Absolute Power was not the first novel I ever started to write, but it was the first one I ever finished. I was working as a lawyer near the White House. I would see the Secret Service agents, both uniformed and suited, and occasionally I’d see the presidential motorcade, and my imagination began to spin.
I started writing the novel in the wee hours of the night, and three long years later the last page was completed. It was a good thing that I was fascinated with the story I was trying to tell; otherwise, I would not have hung in to finish it. That’s just another way of saying it’s important to draw passion into your writing. It’s a long, hard slog.
The idea of a president, a mistress, a burglar and a cover-up seemed original back in the early 1990s. Although, Washington had seen elements of that before: JFK with the mistress and the cover-ups, and Nixon with the burglars. I just mashed them all together in a way no one had ever done before. My burglar turned out to have the highest morals of anyone in the novel. Back then that was radical; today, it probably seems far more realistic!
I had spent years of my writing life being rejected by an assortment of magazines and movie studios, and thus I was under no delusions that publishing houses would not be added to the list of institutions that deemed me unworthy of professional acceptance.
Happily for me, and I hope for my fans that was not the case.
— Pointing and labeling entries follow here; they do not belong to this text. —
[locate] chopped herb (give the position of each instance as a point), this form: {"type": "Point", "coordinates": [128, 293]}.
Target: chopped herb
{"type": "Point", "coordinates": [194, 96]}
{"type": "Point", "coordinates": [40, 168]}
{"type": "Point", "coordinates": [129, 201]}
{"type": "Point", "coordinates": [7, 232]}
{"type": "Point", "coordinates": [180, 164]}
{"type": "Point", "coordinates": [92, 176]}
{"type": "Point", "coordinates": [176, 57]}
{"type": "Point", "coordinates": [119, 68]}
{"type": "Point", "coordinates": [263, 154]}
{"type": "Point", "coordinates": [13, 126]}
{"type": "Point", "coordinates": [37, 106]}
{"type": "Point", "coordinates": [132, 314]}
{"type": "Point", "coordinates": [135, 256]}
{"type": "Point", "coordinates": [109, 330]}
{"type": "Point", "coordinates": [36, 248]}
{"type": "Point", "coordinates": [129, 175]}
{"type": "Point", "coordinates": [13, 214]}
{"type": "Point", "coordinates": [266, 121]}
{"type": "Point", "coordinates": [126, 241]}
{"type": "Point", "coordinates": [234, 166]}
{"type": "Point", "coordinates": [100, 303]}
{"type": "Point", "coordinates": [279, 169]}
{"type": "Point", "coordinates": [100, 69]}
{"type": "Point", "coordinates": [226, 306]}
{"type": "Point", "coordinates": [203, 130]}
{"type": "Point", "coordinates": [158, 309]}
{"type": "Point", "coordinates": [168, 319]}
Absolute Power changed my life in many ways, both large and small. What it did not change, is how I approach my writing. With every project, I still fear that I will be unable to bring the literary magic once more. But I believe fear is a wonderful antidote to complacency. It provides an edge, a chip on the shoulder, which is vital if one wants to earn their living by the written word.
Spawned from a mind always more comfortable with imaginary elements than simple facts, Absolute Power was the novel that allowed me to live the writing life I always dreamed of, but was never sure would be anything more than fiction.